George Munro, 7th of Milntown upon receiving his father's lands of Milntown also received the mills and office of chir mair of the Earldom of Ross which included 8 Chalders, 4 bolls of "Victual", a Croft named Markland of Tullich, at the extent of one pound of wax and the lands and town of Meikle Meddat at the extent of 6 chalders of bear and oatmeal, other dues, its ale house in the Barony of Delnie, Earldom of Ross and Sherrifdom of Inverness. George Munro, 7th of Milntown had two sons: Andrew Munro, 8th of Milntown and also Hugh Munro who married an unknown.

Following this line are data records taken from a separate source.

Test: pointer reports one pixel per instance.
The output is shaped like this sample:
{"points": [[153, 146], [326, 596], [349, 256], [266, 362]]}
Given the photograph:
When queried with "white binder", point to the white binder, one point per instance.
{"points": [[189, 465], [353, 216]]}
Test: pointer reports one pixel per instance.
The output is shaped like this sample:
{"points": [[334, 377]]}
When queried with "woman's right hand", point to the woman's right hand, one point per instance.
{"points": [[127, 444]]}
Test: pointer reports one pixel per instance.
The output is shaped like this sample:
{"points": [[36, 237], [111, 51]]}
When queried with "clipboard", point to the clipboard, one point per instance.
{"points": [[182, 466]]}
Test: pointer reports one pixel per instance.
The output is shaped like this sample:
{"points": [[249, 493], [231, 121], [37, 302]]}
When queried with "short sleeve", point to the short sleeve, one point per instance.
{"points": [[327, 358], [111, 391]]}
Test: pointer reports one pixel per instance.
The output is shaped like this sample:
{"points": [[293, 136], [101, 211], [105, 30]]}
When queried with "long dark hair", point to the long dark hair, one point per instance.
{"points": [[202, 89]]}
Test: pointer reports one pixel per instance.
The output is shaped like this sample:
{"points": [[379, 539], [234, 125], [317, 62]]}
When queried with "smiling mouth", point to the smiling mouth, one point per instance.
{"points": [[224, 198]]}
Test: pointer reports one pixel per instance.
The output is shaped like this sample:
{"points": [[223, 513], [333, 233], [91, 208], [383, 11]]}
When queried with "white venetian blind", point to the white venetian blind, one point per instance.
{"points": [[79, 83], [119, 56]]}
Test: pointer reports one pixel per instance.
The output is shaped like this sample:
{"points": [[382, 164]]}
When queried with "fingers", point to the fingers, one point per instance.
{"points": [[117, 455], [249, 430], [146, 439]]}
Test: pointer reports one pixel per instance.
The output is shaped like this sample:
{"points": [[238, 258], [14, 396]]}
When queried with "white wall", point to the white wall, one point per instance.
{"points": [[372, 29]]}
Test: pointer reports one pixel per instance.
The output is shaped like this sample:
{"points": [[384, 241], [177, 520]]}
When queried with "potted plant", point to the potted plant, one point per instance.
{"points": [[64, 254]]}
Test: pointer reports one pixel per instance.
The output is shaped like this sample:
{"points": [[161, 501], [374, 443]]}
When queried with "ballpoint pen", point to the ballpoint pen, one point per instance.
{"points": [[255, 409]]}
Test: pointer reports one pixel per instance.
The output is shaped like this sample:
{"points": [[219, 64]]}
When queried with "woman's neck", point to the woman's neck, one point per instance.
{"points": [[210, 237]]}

==Andrew Munro, VIII of Milntown==

Andrew Munro, 8th of Milntown was the last of the family to possess the Milntown estate. However, as Andrew was only eleven years old when his father died, his maternal uncle took possession of the property and never actually allowed Andrew to possess the property. Andrew Munro served as a Captain under his kinsmen, George Munro, 1st of Newmore during the Irish Confederate Wars. While he was away Milntown Castle was burned down by carelessness in 1642. In 1644, Andrew Munro, 8th of Milntown returned to Scotland and took a distinguished part in the Battle of Kilsyth, where he was killed fighting at the head of his company. Andrew Munro was the last in the senior line of the Munros of Milntown. The office of Milntown Castle was sold in 1656 by Andrew's maternal uncle Sir John Innes to George Mackenzie of Tarbat who later became George Mackenzie, 1st Earl of Cromartie.